It took Mother Nature thousands of years to create the most recognizable Natural Arch at Valley of Fire State Park.
It most likely only took her seconds to knock it down.
The sandstone arch, which once resembled a dragon feeding its young, has transformed into more of a crescent. The long rocky arm that some hikers affectionately nicknamed the “dragon” is no longer.
It’s as if someone took a bite out of the reddish rock about 40 feet off the ground. The geological formation was about 5 feet wide and stood nearly 6 feet tall.
The natural phenomenon was about 1.5 miles along the Natural Arch Trail near the park’s east entrance.
About five to six feet below are three piles of crumbled, powdery red remains that fell on the mountain’s northwest side. A larger chunk of rock settled into the trail’s soft white sands.

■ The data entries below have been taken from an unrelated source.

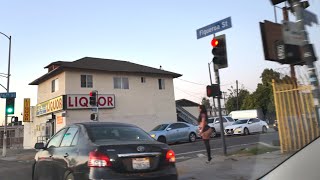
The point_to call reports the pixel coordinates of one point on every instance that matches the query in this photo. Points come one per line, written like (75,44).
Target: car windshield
(111,133)
(242,121)
(160,127)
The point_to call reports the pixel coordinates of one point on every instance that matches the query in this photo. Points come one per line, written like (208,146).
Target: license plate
(140,163)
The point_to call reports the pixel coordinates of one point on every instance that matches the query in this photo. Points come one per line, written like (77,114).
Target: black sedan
(96,150)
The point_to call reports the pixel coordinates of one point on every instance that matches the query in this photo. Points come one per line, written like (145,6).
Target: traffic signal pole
(4,145)
(298,9)
(216,72)
(213,102)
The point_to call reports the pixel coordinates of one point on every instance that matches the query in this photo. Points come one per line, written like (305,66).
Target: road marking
(192,152)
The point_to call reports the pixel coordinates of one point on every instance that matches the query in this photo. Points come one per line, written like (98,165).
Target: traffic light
(275,2)
(219,50)
(93,98)
(213,90)
(10,105)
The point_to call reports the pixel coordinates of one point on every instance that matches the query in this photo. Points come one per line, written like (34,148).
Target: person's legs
(207,144)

Though it is unclear exactly when and why the arch fell apart, it appears the rock naturally broke along its weak points, according to park officials.

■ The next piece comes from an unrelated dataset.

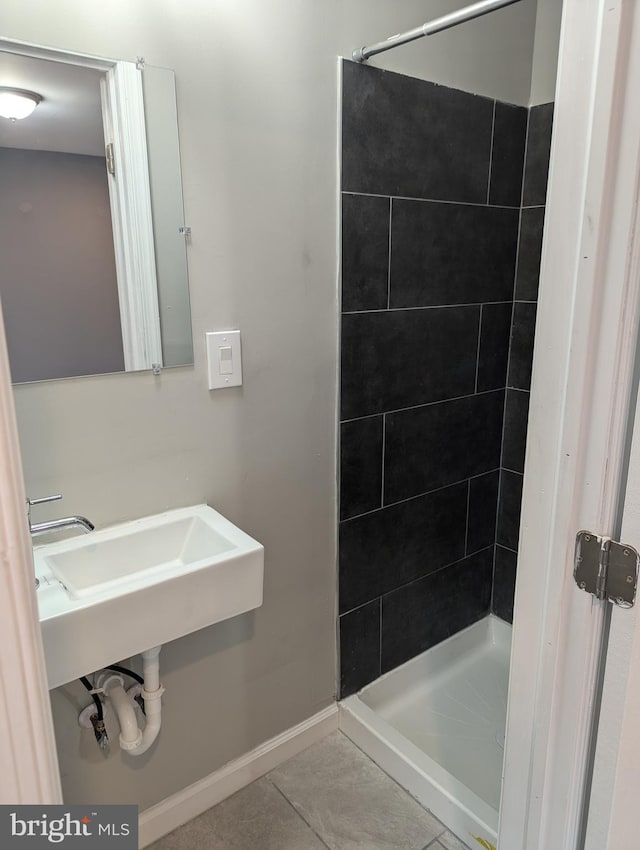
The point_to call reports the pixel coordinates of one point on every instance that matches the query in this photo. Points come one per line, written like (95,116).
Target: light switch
(224,359)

It was one of more than 300 natural rock arches located throughout the state’s largest park.
Horseback riders reported the damage on Wednesday.

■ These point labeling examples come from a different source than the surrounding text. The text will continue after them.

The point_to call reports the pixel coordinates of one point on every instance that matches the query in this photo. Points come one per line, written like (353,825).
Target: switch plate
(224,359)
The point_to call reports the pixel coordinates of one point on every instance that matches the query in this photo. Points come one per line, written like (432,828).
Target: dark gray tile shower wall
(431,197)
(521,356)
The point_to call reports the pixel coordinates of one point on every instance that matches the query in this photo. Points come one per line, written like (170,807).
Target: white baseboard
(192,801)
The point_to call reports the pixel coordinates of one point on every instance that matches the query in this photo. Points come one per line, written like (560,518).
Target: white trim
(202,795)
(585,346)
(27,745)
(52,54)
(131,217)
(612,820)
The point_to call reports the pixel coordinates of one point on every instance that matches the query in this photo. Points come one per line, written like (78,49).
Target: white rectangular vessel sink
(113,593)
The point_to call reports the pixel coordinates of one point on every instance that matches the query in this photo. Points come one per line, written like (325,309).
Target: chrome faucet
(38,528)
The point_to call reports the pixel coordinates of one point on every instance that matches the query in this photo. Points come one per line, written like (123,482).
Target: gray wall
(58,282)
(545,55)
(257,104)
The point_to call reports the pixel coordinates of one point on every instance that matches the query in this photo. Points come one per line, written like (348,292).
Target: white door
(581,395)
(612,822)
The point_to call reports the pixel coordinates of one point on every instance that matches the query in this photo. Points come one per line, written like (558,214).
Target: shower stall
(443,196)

But it’s safe to say that none of the park’s 500,000 annual visitors had anything to do with the collapse.
There’s no evidence of vandalism, no tool marks and no proof that someone intentionally tried to knock the landmark down, said Jim Hammons, park supervisor.
“Maybe someone tried to take a picture on the rock, which we don’t recommend, but there’s nothing here that proves this was done on purpose,” Hammons said.
The arches form when hollows inside the rock are exposed by erosion — both wind and water. Sandstone is a soft rock that cracks easily, and its weak points often times fill with rainwater, which causes it to soften even more. The Natural Arch had several weak points and Hammons pointed out more on Friday afternoon.
“It’s not a strong rock,” said Hammons, who crushed a large rock with his bare hand. “That’s why we don’t really have rock climbing out here. After enough water this stuff can break like a dirt clod.”
It could take only a quarter of an inch of water, Hammons added.
In the past few weeks, wind gusts from the south have reached 40 to 60 mph, and the park has received more than 5 inches of rainfall since the beginning of the year, according to the National Weather Service.
Both elements could have contributed to the collapse of the delicate arch, Hammons said.
About 10 years ago, Mosquito Rock, another natural arch near the western part of the park, fell down after a combination of wind and rain during a storm.
Park officials are trying to get volunteers to walk the trails and record the shifts and changes throughout the park, Hammons said.
“Now we’re going to have to change the name of the trail,” Hammons joked.